Cross, Sceilg Mhichíl, Co. Kerry
Co. Kerry |
Crosses & Monuments
On the wind-scoured rock of Skellig Michael, eight kilometres off the Kerry coast, the stone crosses tend to attract less attention than the corbelled beehive huts and the vertiginous stairways that draw visitors upward.
One cross in particular sits quietly beside the south-western edge of the Monks' Graveyard, and it is easy to pass without a second glance. It is roughly shaped, just 0.65 metres tall and 0.3 metres wide, worn thin to only 0.08 metres. Its arms are barely distinct from the shaft, though the lower angles of those arms are hollowed out, a small deliberate gesture that confirms the cross shape was intentional rather than accidental.
The hollowed lower angles are a detail worth pausing over. This technique, sometimes called armpit hollowing, appears on early medieval insular crosses and is thought to reflect a particular tradition of stone-cutting that flourished in Irish monasticism from roughly the sixth century onward. Skellig Michael itself was founded as a monastery, probably during that same period, by communities seeking the severe isolation of an Atlantic rock. The graveyard beside which this cross stands would have held the monks who lived and died in that extraordinary place, far from the mainland, sustained by whatever fishing and gardening the ledges of the island allowed. The cross was recorded and measured by A. O'Sullivan and J. Sheehan in their 1996 archaeological survey of the Iveragh Peninsula, published by Cork University Press, which remains the foundational reference for the early Christian material on the island.

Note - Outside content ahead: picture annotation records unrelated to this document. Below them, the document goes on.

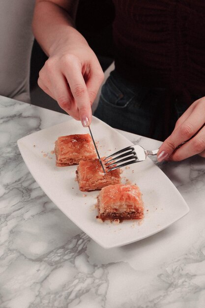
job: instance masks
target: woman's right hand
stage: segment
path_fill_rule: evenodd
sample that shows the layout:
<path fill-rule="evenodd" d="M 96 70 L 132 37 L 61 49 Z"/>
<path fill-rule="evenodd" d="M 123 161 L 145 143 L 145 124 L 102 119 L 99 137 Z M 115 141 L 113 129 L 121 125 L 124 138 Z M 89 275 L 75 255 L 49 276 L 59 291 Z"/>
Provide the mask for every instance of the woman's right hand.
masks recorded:
<path fill-rule="evenodd" d="M 39 72 L 38 84 L 59 106 L 86 127 L 91 121 L 91 106 L 104 79 L 96 56 L 82 35 L 72 30 L 74 41 L 60 38 Z M 66 35 L 62 36 L 66 37 Z"/>

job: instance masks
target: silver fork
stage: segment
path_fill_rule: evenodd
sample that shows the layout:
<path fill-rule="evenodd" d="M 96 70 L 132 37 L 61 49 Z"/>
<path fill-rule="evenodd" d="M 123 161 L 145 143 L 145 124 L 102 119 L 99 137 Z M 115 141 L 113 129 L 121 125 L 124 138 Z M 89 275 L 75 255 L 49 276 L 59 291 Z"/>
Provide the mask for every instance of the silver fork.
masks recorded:
<path fill-rule="evenodd" d="M 148 155 L 156 155 L 158 151 L 158 149 L 153 151 L 145 150 L 139 145 L 130 146 L 109 155 L 109 156 L 105 157 L 103 160 L 107 171 L 109 172 L 127 165 L 143 161 L 146 160 Z M 118 154 L 119 155 L 118 155 Z M 109 160 L 108 160 L 108 159 Z M 126 162 L 120 165 L 118 164 L 123 161 Z"/>

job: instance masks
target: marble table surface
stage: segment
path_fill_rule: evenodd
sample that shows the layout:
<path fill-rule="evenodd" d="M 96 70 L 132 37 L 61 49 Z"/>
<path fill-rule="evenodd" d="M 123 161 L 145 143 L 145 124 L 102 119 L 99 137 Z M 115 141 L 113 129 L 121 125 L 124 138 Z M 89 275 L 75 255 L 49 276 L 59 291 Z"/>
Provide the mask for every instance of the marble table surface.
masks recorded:
<path fill-rule="evenodd" d="M 0 117 L 1 308 L 205 307 L 204 158 L 158 164 L 188 214 L 146 239 L 105 249 L 51 201 L 17 147 L 68 116 L 0 96 Z M 147 148 L 160 144 L 121 132 Z"/>

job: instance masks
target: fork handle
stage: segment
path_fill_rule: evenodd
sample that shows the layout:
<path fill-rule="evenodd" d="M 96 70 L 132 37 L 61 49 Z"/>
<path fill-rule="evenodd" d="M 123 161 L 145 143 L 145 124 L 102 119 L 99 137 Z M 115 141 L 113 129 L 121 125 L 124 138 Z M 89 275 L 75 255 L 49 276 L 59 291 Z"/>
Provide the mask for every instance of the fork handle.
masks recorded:
<path fill-rule="evenodd" d="M 157 150 L 153 150 L 153 151 L 147 150 L 146 151 L 146 154 L 147 155 L 156 155 L 156 154 L 157 154 L 158 151 L 159 151 L 159 149 L 157 149 Z"/>

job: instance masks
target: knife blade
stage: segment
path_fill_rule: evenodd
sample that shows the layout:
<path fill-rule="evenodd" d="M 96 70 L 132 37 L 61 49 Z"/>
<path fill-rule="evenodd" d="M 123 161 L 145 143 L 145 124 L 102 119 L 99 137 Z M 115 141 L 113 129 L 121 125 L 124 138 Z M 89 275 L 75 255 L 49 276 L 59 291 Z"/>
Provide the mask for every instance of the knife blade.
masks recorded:
<path fill-rule="evenodd" d="M 100 155 L 99 155 L 98 151 L 97 151 L 97 147 L 96 146 L 95 142 L 95 141 L 94 140 L 93 136 L 92 136 L 92 132 L 91 131 L 90 127 L 89 127 L 89 126 L 88 126 L 88 128 L 89 128 L 89 132 L 90 133 L 90 135 L 91 135 L 91 137 L 92 138 L 92 141 L 93 142 L 94 146 L 95 147 L 95 151 L 96 152 L 97 155 L 98 157 L 98 159 L 100 161 L 100 164 L 101 165 L 102 168 L 103 168 L 103 172 L 105 174 L 106 174 L 106 173 L 105 172 L 105 168 L 104 168 L 104 166 L 103 166 L 103 163 L 102 162 L 102 161 L 101 161 L 101 160 L 100 159 Z"/>

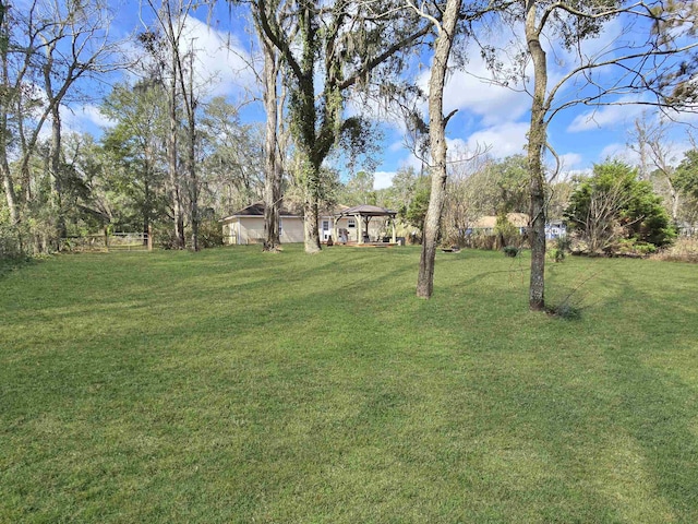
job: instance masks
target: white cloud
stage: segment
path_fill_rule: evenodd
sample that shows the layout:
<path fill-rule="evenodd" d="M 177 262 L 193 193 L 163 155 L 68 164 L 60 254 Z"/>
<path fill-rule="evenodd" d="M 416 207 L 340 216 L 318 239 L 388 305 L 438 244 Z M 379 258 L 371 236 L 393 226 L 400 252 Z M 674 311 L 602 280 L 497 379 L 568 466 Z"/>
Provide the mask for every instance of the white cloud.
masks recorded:
<path fill-rule="evenodd" d="M 578 153 L 565 153 L 559 155 L 559 163 L 562 169 L 568 171 L 581 163 L 581 155 Z"/>
<path fill-rule="evenodd" d="M 99 112 L 99 108 L 94 105 L 86 105 L 79 108 L 65 109 L 62 108 L 63 122 L 68 128 L 74 131 L 89 130 L 92 127 L 98 128 L 111 128 L 116 124 L 115 121 L 109 120 L 107 117 Z"/>
<path fill-rule="evenodd" d="M 609 158 L 617 158 L 631 165 L 638 164 L 640 159 L 636 151 L 630 150 L 627 144 L 621 142 L 614 142 L 601 150 L 599 162 L 606 162 Z"/>
<path fill-rule="evenodd" d="M 373 189 L 385 189 L 393 186 L 393 177 L 395 171 L 375 171 L 373 174 Z"/>
<path fill-rule="evenodd" d="M 472 133 L 466 141 L 468 151 L 490 147 L 490 155 L 495 158 L 504 158 L 510 155 L 522 154 L 526 145 L 528 124 L 521 122 L 508 122 L 492 126 Z"/>
<path fill-rule="evenodd" d="M 195 50 L 198 84 L 208 95 L 229 95 L 254 86 L 254 73 L 249 66 L 252 58 L 232 36 L 189 17 L 182 41 L 185 48 L 192 45 Z"/>
<path fill-rule="evenodd" d="M 577 115 L 567 127 L 567 131 L 576 133 L 626 124 L 639 117 L 645 110 L 643 106 L 633 105 L 634 102 L 638 102 L 638 99 L 624 97 L 618 100 L 618 105 L 602 106 Z"/>

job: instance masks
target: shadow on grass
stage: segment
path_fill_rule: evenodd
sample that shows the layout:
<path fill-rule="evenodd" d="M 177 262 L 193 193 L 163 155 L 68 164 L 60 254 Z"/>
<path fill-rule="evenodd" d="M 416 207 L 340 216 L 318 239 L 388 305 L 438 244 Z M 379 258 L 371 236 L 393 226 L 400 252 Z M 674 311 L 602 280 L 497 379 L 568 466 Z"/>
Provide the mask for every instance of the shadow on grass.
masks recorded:
<path fill-rule="evenodd" d="M 7 277 L 13 271 L 19 271 L 36 263 L 36 259 L 31 257 L 0 258 L 0 279 Z"/>

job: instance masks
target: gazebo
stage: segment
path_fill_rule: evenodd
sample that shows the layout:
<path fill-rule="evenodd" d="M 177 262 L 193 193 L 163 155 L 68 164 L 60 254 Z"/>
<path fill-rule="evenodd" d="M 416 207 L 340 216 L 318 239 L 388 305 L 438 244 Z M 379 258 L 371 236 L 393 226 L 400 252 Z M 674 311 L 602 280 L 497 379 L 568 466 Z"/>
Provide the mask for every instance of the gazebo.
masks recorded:
<path fill-rule="evenodd" d="M 359 235 L 357 235 L 357 243 L 373 243 L 369 238 L 369 222 L 375 217 L 388 217 L 393 227 L 393 240 L 392 243 L 396 243 L 395 237 L 395 211 L 386 210 L 385 207 L 378 207 L 377 205 L 361 204 L 344 210 L 335 215 L 335 238 L 337 237 L 337 222 L 345 216 L 351 216 L 360 224 Z"/>

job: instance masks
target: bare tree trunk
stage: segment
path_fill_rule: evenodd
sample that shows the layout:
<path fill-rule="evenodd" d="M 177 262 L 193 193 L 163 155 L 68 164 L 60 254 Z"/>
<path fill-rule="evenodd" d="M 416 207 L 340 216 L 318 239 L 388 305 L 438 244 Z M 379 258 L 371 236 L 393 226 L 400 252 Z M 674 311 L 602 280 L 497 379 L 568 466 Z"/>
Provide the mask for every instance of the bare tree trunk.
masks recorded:
<path fill-rule="evenodd" d="M 545 179 L 543 176 L 543 148 L 546 142 L 545 96 L 547 88 L 547 62 L 535 24 L 535 0 L 526 2 L 526 40 L 533 60 L 533 103 L 528 138 L 528 165 L 530 215 L 529 241 L 531 243 L 531 278 L 529 308 L 545 309 Z"/>
<path fill-rule="evenodd" d="M 277 51 L 268 38 L 258 32 L 264 49 L 264 109 L 266 134 L 264 138 L 264 231 L 265 251 L 277 251 L 281 243 L 279 235 L 279 206 L 281 201 L 281 164 L 278 144 L 278 91 L 279 62 Z"/>
<path fill-rule="evenodd" d="M 49 166 L 52 181 L 52 205 L 56 219 L 56 243 L 57 249 L 60 247 L 60 239 L 68 235 L 65 227 L 65 213 L 63 210 L 63 184 L 62 184 L 62 167 L 61 167 L 61 116 L 59 106 L 56 104 L 51 110 L 51 147 Z"/>
<path fill-rule="evenodd" d="M 434 47 L 434 59 L 429 81 L 429 138 L 432 157 L 432 192 L 429 209 L 424 218 L 424 237 L 422 239 L 422 254 L 419 262 L 417 277 L 417 296 L 430 298 L 434 289 L 434 261 L 436 258 L 436 241 L 441 227 L 441 215 L 446 196 L 446 123 L 444 117 L 444 85 L 448 57 L 454 44 L 458 12 L 461 0 L 448 0 L 438 36 Z"/>
<path fill-rule="evenodd" d="M 179 57 L 179 52 L 177 52 Z M 192 249 L 198 251 L 198 180 L 196 178 L 196 99 L 194 97 L 194 51 L 189 56 L 189 93 L 184 90 L 184 70 L 181 60 L 179 63 L 179 74 L 182 84 L 182 94 L 185 97 L 186 117 L 189 122 L 188 158 L 191 213 L 192 213 Z"/>
<path fill-rule="evenodd" d="M 4 146 L 2 147 L 2 160 L 0 162 L 0 169 L 2 170 L 2 188 L 4 189 L 8 210 L 10 211 L 10 221 L 12 222 L 12 225 L 16 225 L 20 222 L 17 198 L 16 193 L 14 192 L 14 183 L 12 183 L 10 165 L 8 164 L 8 157 L 4 151 Z"/>
<path fill-rule="evenodd" d="M 182 217 L 182 204 L 180 200 L 180 183 L 177 172 L 177 131 L 179 121 L 177 118 L 177 61 L 172 59 L 172 78 L 170 79 L 169 93 L 169 121 L 170 129 L 167 138 L 167 167 L 170 178 L 170 191 L 172 198 L 172 215 L 174 225 L 174 247 L 184 249 L 184 219 Z"/>
<path fill-rule="evenodd" d="M 320 216 L 317 199 L 308 199 L 303 207 L 303 213 L 305 215 L 303 221 L 305 231 L 305 252 L 310 254 L 318 253 L 321 251 L 321 247 L 320 231 L 317 229 L 317 218 Z"/>

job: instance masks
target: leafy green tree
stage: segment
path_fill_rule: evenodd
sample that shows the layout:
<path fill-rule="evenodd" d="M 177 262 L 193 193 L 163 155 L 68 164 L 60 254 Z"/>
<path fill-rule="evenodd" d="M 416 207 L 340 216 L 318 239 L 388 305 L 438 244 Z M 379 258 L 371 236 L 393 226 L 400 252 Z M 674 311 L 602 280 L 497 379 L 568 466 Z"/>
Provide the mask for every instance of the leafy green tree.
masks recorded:
<path fill-rule="evenodd" d="M 342 118 L 349 91 L 365 85 L 378 69 L 386 74 L 400 69 L 404 61 L 397 57 L 428 33 L 429 23 L 416 23 L 402 2 L 392 0 L 303 0 L 293 3 L 298 26 L 289 28 L 276 16 L 285 9 L 282 0 L 252 3 L 256 23 L 287 67 L 290 131 L 299 155 L 294 171 L 305 188 L 305 251 L 313 253 L 321 249 L 321 169 L 351 123 Z"/>
<path fill-rule="evenodd" d="M 591 253 L 612 251 L 623 238 L 661 247 L 675 236 L 651 184 L 618 160 L 594 166 L 573 192 L 565 216 Z"/>
<path fill-rule="evenodd" d="M 101 142 L 119 168 L 111 182 L 133 200 L 147 234 L 155 218 L 155 202 L 164 187 L 167 136 L 165 91 L 156 82 L 117 84 L 100 106 L 100 112 L 116 123 L 105 130 Z"/>
<path fill-rule="evenodd" d="M 515 44 L 507 41 L 513 68 L 501 59 L 503 49 L 485 46 L 488 63 L 503 85 L 530 79 L 528 132 L 531 273 L 529 308 L 545 310 L 545 199 L 544 155 L 554 150 L 547 128 L 562 110 L 580 104 L 618 104 L 619 96 L 640 94 L 643 104 L 682 107 L 695 104 L 695 27 L 698 11 L 693 0 L 627 2 L 622 0 L 498 0 L 503 26 L 513 27 Z M 513 23 L 513 21 L 516 21 Z M 598 37 L 613 21 L 622 36 L 601 51 L 589 53 L 585 40 Z M 519 33 L 520 32 L 520 33 Z M 552 75 L 546 48 L 564 49 L 566 72 Z M 555 55 L 556 56 L 556 55 Z M 600 71 L 616 71 L 616 75 Z M 612 79 L 606 83 L 604 79 Z M 575 88 L 566 88 L 574 85 Z M 587 88 L 589 87 L 589 88 Z M 649 95 L 649 96 L 647 96 Z"/>

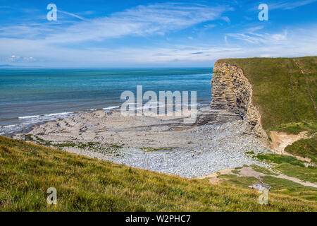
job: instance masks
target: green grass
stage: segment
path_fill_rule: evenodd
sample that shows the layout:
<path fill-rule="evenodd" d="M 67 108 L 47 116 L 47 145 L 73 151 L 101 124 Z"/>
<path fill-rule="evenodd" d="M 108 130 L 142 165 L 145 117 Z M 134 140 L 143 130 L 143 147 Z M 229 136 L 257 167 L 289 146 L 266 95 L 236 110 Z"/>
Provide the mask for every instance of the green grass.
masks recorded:
<path fill-rule="evenodd" d="M 287 162 L 293 165 L 304 167 L 303 162 L 292 156 L 278 154 L 258 154 L 257 155 L 255 155 L 254 157 L 256 157 L 260 161 L 266 160 L 276 164 Z"/>
<path fill-rule="evenodd" d="M 252 84 L 253 102 L 267 131 L 316 131 L 317 56 L 226 59 L 242 69 Z M 304 71 L 304 75 L 301 71 Z"/>
<path fill-rule="evenodd" d="M 291 154 L 309 157 L 317 164 L 317 135 L 307 139 L 300 139 L 285 148 Z"/>
<path fill-rule="evenodd" d="M 262 126 L 268 134 L 270 131 L 292 134 L 317 131 L 317 56 L 218 61 L 243 70 L 252 85 L 252 101 L 260 111 Z M 308 157 L 316 163 L 316 136 L 301 140 L 287 147 L 287 152 Z"/>
<path fill-rule="evenodd" d="M 58 203 L 49 206 L 49 187 Z M 223 196 L 230 197 L 225 199 Z M 0 136 L 0 211 L 316 211 L 316 202 L 211 185 Z"/>
<path fill-rule="evenodd" d="M 317 183 L 317 168 L 316 167 L 302 167 L 285 162 L 278 165 L 275 169 L 285 175 L 298 178 L 303 182 Z"/>

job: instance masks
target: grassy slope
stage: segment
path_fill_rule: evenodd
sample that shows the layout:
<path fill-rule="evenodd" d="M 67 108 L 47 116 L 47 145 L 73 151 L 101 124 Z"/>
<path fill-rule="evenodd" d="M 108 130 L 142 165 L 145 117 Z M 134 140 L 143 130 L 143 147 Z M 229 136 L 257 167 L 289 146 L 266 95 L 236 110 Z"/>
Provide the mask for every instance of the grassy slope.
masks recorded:
<path fill-rule="evenodd" d="M 48 206 L 46 189 L 58 204 Z M 223 195 L 230 196 L 230 201 Z M 72 155 L 0 136 L 0 211 L 244 210 L 316 211 L 316 202 L 270 193 L 213 186 Z"/>
<path fill-rule="evenodd" d="M 317 56 L 249 58 L 219 60 L 244 71 L 253 86 L 253 102 L 259 108 L 267 131 L 298 133 L 317 131 Z M 301 140 L 287 151 L 317 163 L 317 136 Z"/>
<path fill-rule="evenodd" d="M 253 101 L 260 109 L 264 129 L 287 132 L 289 129 L 292 133 L 301 130 L 297 127 L 316 130 L 317 114 L 311 96 L 317 102 L 317 56 L 219 61 L 243 69 L 252 84 Z M 299 67 L 303 69 L 304 75 Z M 290 128 L 291 125 L 295 127 Z M 304 128 L 305 126 L 307 128 Z"/>

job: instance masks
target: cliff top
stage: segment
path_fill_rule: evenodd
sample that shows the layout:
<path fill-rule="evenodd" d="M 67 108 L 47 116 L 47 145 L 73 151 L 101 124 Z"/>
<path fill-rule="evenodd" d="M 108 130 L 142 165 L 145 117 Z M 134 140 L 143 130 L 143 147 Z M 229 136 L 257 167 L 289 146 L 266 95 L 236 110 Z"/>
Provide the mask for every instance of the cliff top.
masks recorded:
<path fill-rule="evenodd" d="M 243 70 L 264 129 L 317 131 L 317 56 L 225 59 L 218 63 Z"/>

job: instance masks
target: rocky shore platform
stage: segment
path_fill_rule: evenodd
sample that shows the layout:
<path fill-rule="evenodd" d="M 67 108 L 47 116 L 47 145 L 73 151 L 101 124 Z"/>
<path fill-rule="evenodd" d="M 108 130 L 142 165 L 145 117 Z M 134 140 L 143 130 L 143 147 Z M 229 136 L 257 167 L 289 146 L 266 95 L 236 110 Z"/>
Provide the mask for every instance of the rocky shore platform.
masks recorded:
<path fill-rule="evenodd" d="M 247 152 L 269 150 L 238 117 L 199 123 L 214 114 L 198 111 L 197 123 L 181 117 L 123 117 L 120 112 L 92 111 L 57 119 L 14 134 L 13 138 L 87 157 L 187 178 L 244 165 L 269 167 Z"/>

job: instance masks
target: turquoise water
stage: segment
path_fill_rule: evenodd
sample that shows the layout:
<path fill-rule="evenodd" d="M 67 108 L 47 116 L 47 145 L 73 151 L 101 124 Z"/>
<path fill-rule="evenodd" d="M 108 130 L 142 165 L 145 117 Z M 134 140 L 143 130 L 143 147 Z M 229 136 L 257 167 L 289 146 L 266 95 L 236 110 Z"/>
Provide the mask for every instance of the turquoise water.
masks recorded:
<path fill-rule="evenodd" d="M 211 100 L 211 68 L 168 69 L 1 69 L 0 133 L 92 109 L 116 109 L 121 93 L 197 91 L 197 104 Z"/>

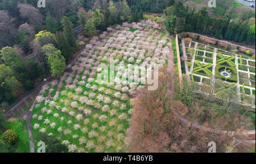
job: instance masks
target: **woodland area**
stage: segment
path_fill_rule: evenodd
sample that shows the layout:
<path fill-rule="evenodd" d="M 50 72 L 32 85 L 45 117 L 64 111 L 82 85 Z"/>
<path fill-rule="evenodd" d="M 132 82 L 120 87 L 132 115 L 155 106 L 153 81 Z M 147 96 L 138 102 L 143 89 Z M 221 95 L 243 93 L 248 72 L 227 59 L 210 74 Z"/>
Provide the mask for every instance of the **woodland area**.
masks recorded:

The cross stands near ground level and is easy to overlook against the grey stone of its surroundings. Visitors to Skellig Michael, which is accessible by licensed boat from ports including Portmagee and Ballinskelligs during the summer season, are typically focused on the ascent to the monastery complex. The Monks' Graveyard lies within the main enclosure, and the south-western perimeter, where this cross stands, is worth a slower look once the more immediately dramatic structures have been taken in.